Wo stehen die Unternehmen im Land aktuell bei der Transformation?

In Baden-Württemberg gibt es zahlreiche Unternehmen, die in Zukunftsthemen wie Batterie, Elektromotor, Maschinenbau, Wasserstoff- und Brennstoffzelle, Automatisierung, Thermomanagement oder digitalen Mobilitätslösungen tätig sind und ihr Geschäftsmodell erfolgreich neu ausrichten. Komponenten, Bauteile und Systeme für die Elektromobilität Made in Baden-Württemberg sind im globalen Wettbewerb eine herausragende Kenngröße. Dennoch gibt es akute Herausforderungen: Neben den Lieferketten sind das vor allem die Digitalisierung und der Fachkräftemangel. Den Unternehmen sind diese Herausforderungen wohl bekannt und sie wappnen sich entsprechend, etwa durch die Mitarbeit in unseren Clustern Elektromobilität Süd-West und Brennstoffzelle BW. Auch im Strategiedialog Automobilwirtschaft BW, kurz SDA BW, zeigt sich, dass die Unternehmen den Transformationsprozess entschlossen mitgestalten.

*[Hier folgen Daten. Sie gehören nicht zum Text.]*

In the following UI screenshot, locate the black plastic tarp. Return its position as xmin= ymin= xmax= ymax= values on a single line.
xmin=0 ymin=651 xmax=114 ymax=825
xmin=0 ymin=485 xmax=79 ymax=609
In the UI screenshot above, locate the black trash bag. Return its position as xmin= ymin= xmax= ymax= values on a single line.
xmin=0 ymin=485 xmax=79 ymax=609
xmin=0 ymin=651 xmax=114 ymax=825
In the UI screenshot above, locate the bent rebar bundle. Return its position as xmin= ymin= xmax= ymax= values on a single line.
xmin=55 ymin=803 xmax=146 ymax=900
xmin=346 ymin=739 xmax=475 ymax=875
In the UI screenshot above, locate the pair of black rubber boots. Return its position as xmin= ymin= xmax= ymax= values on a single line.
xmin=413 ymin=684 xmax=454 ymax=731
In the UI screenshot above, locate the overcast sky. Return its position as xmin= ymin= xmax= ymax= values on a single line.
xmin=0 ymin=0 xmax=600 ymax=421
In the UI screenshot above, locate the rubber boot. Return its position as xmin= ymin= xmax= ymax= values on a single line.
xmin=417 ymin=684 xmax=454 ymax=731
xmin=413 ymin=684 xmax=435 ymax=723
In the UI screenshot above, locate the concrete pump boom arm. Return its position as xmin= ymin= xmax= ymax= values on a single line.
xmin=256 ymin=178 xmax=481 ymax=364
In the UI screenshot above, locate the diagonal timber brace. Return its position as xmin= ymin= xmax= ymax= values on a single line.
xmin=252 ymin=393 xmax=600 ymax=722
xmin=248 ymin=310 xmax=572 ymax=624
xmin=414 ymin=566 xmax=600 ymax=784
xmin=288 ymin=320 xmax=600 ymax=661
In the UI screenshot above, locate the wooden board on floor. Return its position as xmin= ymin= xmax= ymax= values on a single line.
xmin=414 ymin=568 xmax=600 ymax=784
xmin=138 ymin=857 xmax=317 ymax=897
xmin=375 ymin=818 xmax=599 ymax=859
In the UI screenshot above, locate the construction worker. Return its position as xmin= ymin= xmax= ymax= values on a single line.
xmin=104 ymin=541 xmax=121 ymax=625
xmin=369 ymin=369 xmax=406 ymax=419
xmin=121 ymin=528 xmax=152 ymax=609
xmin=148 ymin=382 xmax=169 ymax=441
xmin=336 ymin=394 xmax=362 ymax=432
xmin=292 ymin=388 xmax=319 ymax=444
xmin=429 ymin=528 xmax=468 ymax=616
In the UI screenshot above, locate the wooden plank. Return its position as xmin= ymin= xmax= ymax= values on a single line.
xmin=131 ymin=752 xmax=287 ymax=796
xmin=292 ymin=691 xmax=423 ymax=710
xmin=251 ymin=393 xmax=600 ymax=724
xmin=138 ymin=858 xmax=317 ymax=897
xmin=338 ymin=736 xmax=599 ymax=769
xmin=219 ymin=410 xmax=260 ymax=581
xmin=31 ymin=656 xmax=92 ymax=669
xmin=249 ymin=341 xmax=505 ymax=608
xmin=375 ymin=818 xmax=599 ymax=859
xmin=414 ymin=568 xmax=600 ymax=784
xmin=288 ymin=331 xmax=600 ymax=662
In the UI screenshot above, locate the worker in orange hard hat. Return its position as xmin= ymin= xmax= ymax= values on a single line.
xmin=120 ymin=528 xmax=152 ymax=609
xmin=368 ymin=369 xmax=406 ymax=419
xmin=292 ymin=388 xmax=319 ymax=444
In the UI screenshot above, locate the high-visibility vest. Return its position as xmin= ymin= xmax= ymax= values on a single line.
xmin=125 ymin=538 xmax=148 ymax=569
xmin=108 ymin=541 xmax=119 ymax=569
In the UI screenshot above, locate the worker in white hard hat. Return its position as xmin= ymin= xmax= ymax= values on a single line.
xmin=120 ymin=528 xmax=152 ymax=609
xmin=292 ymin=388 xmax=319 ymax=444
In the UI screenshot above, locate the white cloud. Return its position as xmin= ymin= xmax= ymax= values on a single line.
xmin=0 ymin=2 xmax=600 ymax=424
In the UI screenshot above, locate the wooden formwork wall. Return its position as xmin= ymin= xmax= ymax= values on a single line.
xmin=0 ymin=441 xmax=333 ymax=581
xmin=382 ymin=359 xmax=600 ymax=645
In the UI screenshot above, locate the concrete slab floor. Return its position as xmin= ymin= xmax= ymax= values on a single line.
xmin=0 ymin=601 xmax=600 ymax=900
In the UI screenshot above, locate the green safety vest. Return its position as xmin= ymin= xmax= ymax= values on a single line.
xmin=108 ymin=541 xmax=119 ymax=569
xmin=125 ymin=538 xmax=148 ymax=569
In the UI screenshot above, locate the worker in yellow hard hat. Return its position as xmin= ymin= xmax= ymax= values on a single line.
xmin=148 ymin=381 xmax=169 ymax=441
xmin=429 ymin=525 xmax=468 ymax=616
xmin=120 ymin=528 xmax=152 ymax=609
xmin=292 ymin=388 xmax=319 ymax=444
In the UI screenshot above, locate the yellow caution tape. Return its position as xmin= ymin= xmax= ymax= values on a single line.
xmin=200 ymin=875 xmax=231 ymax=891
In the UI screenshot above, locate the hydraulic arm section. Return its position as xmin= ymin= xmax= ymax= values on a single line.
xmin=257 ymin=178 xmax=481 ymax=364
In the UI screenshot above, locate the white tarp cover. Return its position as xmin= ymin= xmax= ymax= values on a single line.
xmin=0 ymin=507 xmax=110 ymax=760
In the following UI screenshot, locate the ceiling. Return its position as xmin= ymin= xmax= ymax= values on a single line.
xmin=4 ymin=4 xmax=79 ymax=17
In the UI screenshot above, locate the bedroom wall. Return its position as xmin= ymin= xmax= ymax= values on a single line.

Wie sehen die Rahmenbedingungen für eine erfolgreiche Transformation in den Bereichen Infrastruktur, Aus- und Weiterbildung, Forschung und Gesetzgebung aktuell aus?

Die Landesagentur e-mobil BW arbeitet seit ihrer Gründung daran, gute Rahmenbedingungen für die Betriebe im Land zu schaffen. Viele Gesetze entstehen heute allerdings auf Bundes- oder EU-Ebene. Die Mitglieder des Strategiedialogs Automobilwirtschaft BW bringen deshalb die baden-württembergische Perspektive in übergeordnete Rechtsverfahren ein. Dabei werden alle relevanten Stakeholder der Automobilbranche, von Herstellern über Zulieferer bis hin zu Zivilgesellschaft und Forschung, eingebunden, um Verbesserungsbedarfe zu benennen und konkrete Handlungsempfehlungen zu geben. Andere Themen gehen wir direkt im Land an, etwa das Projekt QualiBattBW, indem Schulungsangebote für Fachkräfte im Bereich der Batterieproduktion entstehen. Oder die Mission des SDA BW „Transferqualifizierung und Veränderungsbereitschaft“, in der diskutiert wird, wie bestehendes Personal im Wandel hin zu neuen Produkten und Geschäftsmodellen mitgenommen werden kann und welche erforderlichen Kompetenzen dazu aufgebaut werden müssen.

Wo gibt es noch Verbesserungsbedarf?

Damit Lieferketten stabiler werden, Fachkräfte sich weiterbilden können und die Mobilität elektrischer, vernetzter und autonomer wird, müssen alle relevanten Akteure aus Politik, Wirtschaft und Wissenschaft in die Weiterentwicklung der Branche und der Transformation eingebunden werden und gemeinsam an den Herausforderungen arbeiten. Um dieses Ziel zu erreichen, fokussieren wir bei unserer Arbeit drei Stellschrauben: Wissen vermitteln, innovative Projekte initiieren und Menschen miteinander vernetzen. So kommen wir vom Sprechen über die Transformation ins Machen. Dabei zählt jedes Projekt, egal ob zu digitalen Fahrzeugarchitekturen, zum Hochleistungsschnellladen für LKWs oder zum Recycling von Lithium-Ionen-Batterien.